In many cases, numerical calculation is time-consuming, especially for the simulation of complex phenomena like a volcanic plume and multi-phase lava flow. These outputs should also be stored in the relational SQL database associated with the calculation conditions. To express probability in volcanic hazard and risk, we conduct multiple sessions of numerical simulation under plausible sets of input parameters and process these results statistically.

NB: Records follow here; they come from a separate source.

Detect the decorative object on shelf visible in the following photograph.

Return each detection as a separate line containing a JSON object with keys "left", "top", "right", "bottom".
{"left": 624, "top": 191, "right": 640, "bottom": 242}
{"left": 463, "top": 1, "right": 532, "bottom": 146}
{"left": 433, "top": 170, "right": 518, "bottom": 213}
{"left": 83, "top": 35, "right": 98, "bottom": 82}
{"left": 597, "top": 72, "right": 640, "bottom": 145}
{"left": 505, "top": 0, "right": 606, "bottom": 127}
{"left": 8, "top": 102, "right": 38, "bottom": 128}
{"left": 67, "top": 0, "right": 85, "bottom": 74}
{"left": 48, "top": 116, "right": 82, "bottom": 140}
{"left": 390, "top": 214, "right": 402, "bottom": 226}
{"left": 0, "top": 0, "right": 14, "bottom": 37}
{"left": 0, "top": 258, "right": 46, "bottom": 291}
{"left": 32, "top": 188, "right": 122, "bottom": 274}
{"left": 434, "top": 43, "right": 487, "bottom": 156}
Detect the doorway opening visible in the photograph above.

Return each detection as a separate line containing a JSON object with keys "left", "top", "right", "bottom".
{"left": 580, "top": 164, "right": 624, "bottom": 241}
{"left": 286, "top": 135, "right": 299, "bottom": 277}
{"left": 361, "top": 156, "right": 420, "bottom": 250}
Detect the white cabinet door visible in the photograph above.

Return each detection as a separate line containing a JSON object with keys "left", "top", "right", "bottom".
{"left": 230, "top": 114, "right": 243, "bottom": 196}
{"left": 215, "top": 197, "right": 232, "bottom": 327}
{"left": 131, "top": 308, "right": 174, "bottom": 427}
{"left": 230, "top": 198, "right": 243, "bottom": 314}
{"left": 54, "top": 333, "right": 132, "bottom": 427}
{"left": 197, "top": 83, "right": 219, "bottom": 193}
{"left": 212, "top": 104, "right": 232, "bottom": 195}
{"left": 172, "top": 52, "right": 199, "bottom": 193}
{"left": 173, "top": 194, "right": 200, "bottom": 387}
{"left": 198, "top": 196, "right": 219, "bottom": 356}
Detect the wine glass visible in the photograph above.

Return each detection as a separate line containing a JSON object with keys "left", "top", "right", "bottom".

This database of calculation results will also link volcanic hazard to exposures and vulnerability (Fujita et al., 2019). The hazard information is expressed as the inundated area, time, velocity, and other characteristic properties for each type of hazard. As both databases are so-called big data, we need high-speed databases. We convert all of the information in these data into the OGC©, 2020 Moving Features Simple CSV format¹, which enables quick and easy handling. They can also be visualized by using a Geographical Information System (GIS) to plot and overlay them on exposures and vulnerabilities, e.g., the distribution of residential areas, roads, and infrastructure. Through this visualized information, we can estimate the risk of volcanic hazard quantitatively at the target location, and this information is also useful for countermeasures such as the formulation of evacuation plans by disaster mitigation authorities.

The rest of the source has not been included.